One of the VP50’s many excellent features is something called ‘Prep’. You can select this when the processor is being fed a progressive NTSC or PAL signal (ie. 480p or 576p). Prep causes the VP50 to un-deinterlace the video, restoring it to its original 480i or 576i.
Why? Because many source devices do a very poor job of deinterlacing. By restoring the signal to its original condition, the VP50 can then apply its own high quality deinterlacing.
So here’s what I did. The other night I recorded the Cricket World Cup final on a Strong SRT-5490. Watching cricket has been a uniformly poor experience over the years, especially on a big screen.

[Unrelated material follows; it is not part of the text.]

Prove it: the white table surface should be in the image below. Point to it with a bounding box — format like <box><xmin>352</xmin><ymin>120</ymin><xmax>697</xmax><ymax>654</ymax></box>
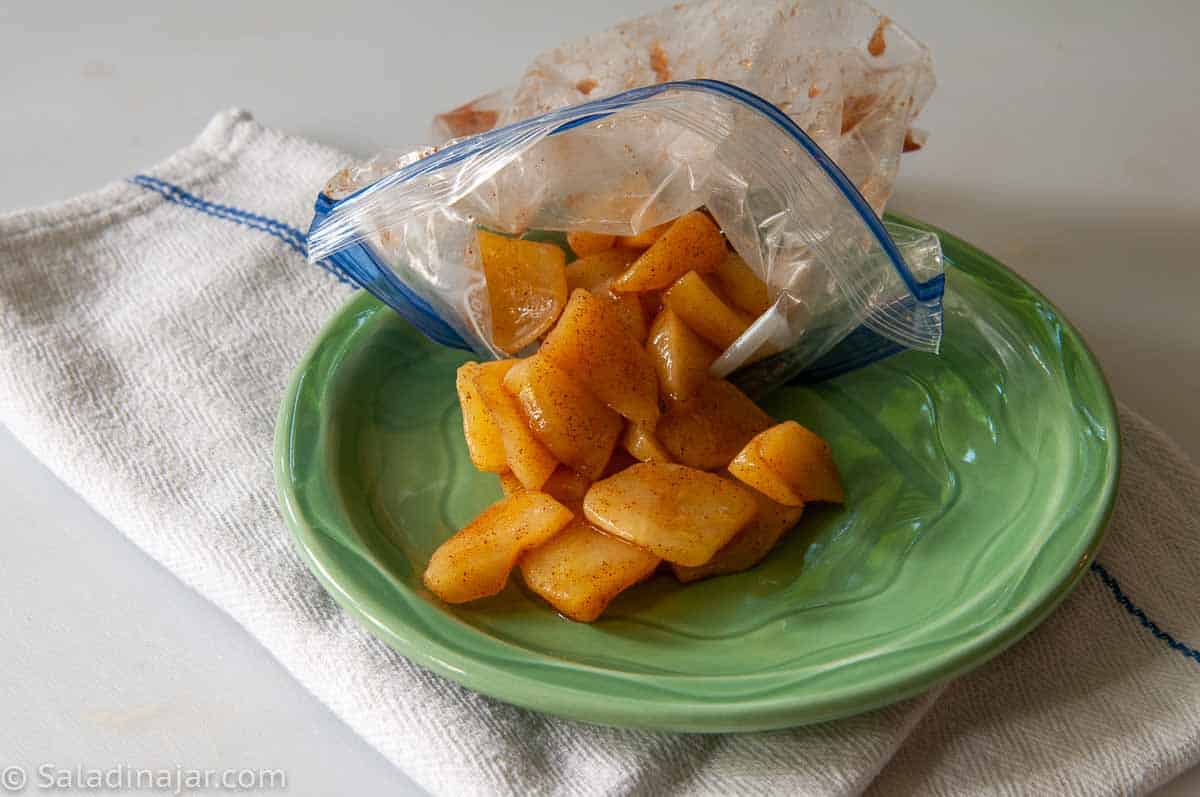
<box><xmin>0</xmin><ymin>0</ymin><xmax>1200</xmax><ymax>795</ymax></box>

Quite aside from any deinterlacing problems, the multiple MPEG2 encoding/decoding sequences between the cricket ground and my home leave significant compression artefacts visible.
Last night I played this back and fiddled with the various processing options. I was using a BenQ 1080p DLP projector to view the picture, with its aspect ratio set to ‘Real’ (this invokes 1:1 pixel mapping) and the output of the of the VP50 set to 1080p. The Strong does not have an automatic video output mode, in which the output resolution matches that of the signal. So I normally leave it set to 1080i output, so as to get the best picture with the HD channels.
I focused my camera on the ‘WIN SPORT’ logo at the top right hand of the screen and took three photos of this. The first was with the Strong outputting 1080i. The second was with the output of the Strong set to 576p, and with the VP50 ‘prepping’ the signal back to 576i, and then re-deinterlacing it properly. The third was with the output of the Strong set to 576p, but with ‘Prep’ switched off in the VP50. The picture to the right shows the result of this.
I can say that these photos accurately represent what I saw on the screen. They aren’t just artefacts of a snapshot. Let us start with the bottom one: 576p output from the Strong, no processing (other than scaling) by the VP50. As you can see, the letters are quite fuzzy. That is because the Strong (and most other devices, other than those with high quality processors from Faroudja or Silicon Optix) deinterlace material by showing in sequence each of the two fields that make up the frame. That is, one 576 line frame is delivered by first showing the 288 lines of one of the fields (the other 288 lines are filled in by interpolation) while the other 288 lines are shown a fiftieth of a second later. This manifests as fuzziness (largely due to the interpolation) and loss of fine detail (see the cross-bar of the ‘T’).
This process is called ‘bobbing’, and it isn’t too bad. But a better process is employed by the likes of Faroudja and Silicon Optix and, of course, DVDO. This goes under various names, but the essence of how it works is this: the processor identifies which bits of the picture are actually moving by comparing the two frames. It still bobs those parts, but any parts of the picture which are stable it ‘weaves’ together, as though it were a progressive scan picture. Since the ‘WIN SPORT’ logo wasn’t moving, the VP50 rendered it at full resolution.
So what? you ask. After all, that ‘SPORT’ bit shown on this pages is just one hundred display pixels wide … out of 1,920! The actual cricketers were still bobbed.
Well, there are two ways in which this makes an improvement. In much interlaced TV there is enough stable detail, which is sharpened up by this processing, to make a real difference to how sharp the overall picture appears. It is much, much more restful on the eyes.
The second way concerns material which is not interlaced, such as most drama, movies and so forth. The Strong bobs all of this as well (I confirmed that this afternoon, noticing bobbing artefacts on a film I had recorded on the Strong). But the VP50, with Prep switched on, sharpened up the picture slightly, and eliminated all those artefacts.
What have I forgotten? Oh, that’s right: the top part of the picture! You know, the one delivered by the Strong at 1080i. Well, all that shows is that the Strong’s scaler from 576i to 1080i is total crap.
This is something that I will be paying very close attention to in the future.